Tuesday, June 14, 2011

Should the guy always pay?

I run into this question a lot, especially in conservative, Catholic circles. Within these groups, people are more likely to embrace the model of man as provider, woman as nurturer. Thus, they'll hold guys to the standard of always paying. They consider it a means of courtesy and hold the idea that women should just accept it, regardless of either of their financial situations. Some of my guy friends, just friends, will always pay for a girl simply because that's how they were brought up (this one transcends faith, since one of my guy friends who does this is culturally Jewish). Naturally, if someone insists on doing something nice (provided they don't consider themselves entitled to anything else), the polite thing to do is accept it. However, what do I really think of this idea?

As many know, my conservative beliefs restrict themselves to my personal (not political) beliefs on sexuality. Outside of that, I think women and men can do just about anything and I find that traditional norms constrict us to a mode that may have worked in, well, 19th century England. However, these norms do not work in my relationship. We both entered with a mindset of mutual giving and a general belief in the equality of the sexes. Therefore, if I expect to be treated as his equal, that means I also invest in this relationship both emotionally and financially. It's also my way of doing something for him. We don't go out obsessively but we do like treating one another to dinner, a play, a movie. It's a nice gesture. It doesn't mean I damage his ego or insult his masculinity. In fact, he appreciates it and is just as willing to pick up the tab when it's his turn. If anything, it makes the burden equal and easier to manage.

I don't expect this for the same reason I don't expect, nor want, an engagement ring. To me, they are symbols of a period when women had little say in their station in life, when my father had more of a say in my choice of spouse, when my husband controlled my money, and when I would have been expected to "lay back and think of England" (how about Tuscany, instead?). I don't want a bodyguard/ATM, I want a partner, a companion, someone who takes life's journey alongside me. Someone who supports me in becoming all that I am and encourages a level of independence, simply because it benefits us. I want someone who supports me in having a career that genuinely excites and interests me and allows all of that to spill into our personal life. After all, if he loves me, does he really give a damn who makes more money? Or who pays? Considering that we've talked about this from day one, the answer is a resounding NO.

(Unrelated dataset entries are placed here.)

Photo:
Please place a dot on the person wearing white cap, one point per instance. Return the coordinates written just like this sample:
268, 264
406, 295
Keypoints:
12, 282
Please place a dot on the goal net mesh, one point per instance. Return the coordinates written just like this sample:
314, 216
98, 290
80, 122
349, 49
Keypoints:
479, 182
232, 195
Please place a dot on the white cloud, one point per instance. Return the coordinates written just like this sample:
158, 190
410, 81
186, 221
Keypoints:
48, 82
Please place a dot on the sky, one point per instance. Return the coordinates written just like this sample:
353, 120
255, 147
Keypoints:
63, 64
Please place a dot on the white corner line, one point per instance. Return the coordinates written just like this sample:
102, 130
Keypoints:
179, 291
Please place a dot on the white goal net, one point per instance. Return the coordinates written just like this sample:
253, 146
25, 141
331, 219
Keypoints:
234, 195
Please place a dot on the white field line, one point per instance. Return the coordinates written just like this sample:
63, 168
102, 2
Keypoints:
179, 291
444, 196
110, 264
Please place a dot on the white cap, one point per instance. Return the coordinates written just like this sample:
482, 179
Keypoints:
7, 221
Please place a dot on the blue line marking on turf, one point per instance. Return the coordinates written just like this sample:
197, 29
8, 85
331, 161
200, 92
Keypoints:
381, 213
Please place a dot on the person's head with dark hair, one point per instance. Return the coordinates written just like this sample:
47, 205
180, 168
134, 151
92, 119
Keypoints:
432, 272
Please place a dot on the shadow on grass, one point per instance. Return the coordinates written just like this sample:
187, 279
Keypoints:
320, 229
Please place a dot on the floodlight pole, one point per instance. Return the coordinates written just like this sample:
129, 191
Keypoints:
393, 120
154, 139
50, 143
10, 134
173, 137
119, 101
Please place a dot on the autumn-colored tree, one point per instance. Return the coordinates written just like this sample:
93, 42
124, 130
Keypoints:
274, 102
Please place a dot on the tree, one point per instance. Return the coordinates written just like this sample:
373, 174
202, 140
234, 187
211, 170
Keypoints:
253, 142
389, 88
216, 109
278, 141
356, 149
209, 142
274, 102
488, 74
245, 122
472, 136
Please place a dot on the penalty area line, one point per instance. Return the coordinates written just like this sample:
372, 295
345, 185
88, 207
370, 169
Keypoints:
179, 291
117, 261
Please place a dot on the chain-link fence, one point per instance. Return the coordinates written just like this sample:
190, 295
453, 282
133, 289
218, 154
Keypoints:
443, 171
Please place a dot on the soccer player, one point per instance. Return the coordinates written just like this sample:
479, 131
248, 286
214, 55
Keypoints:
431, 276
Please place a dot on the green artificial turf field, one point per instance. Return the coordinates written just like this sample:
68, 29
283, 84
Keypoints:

As I mentioned, I do have friends who pay for every girl, friend or not and insist, even when I offer to pick up the tab or at least pay my share. Naturally, my response is nothing other than a "thank you" because that's the only polite response. Also, in a relationship, if one of you is making bank and the other is living on peanuts, it's only fair that the person who makes more picks up the tab every time. Of course, if the guy-always-paying mode works for you, go ahead. However, there is no one-size-fits-all rule for relationships. People are different and relationships are different. Thus, the way we handle those relationships should be different as well.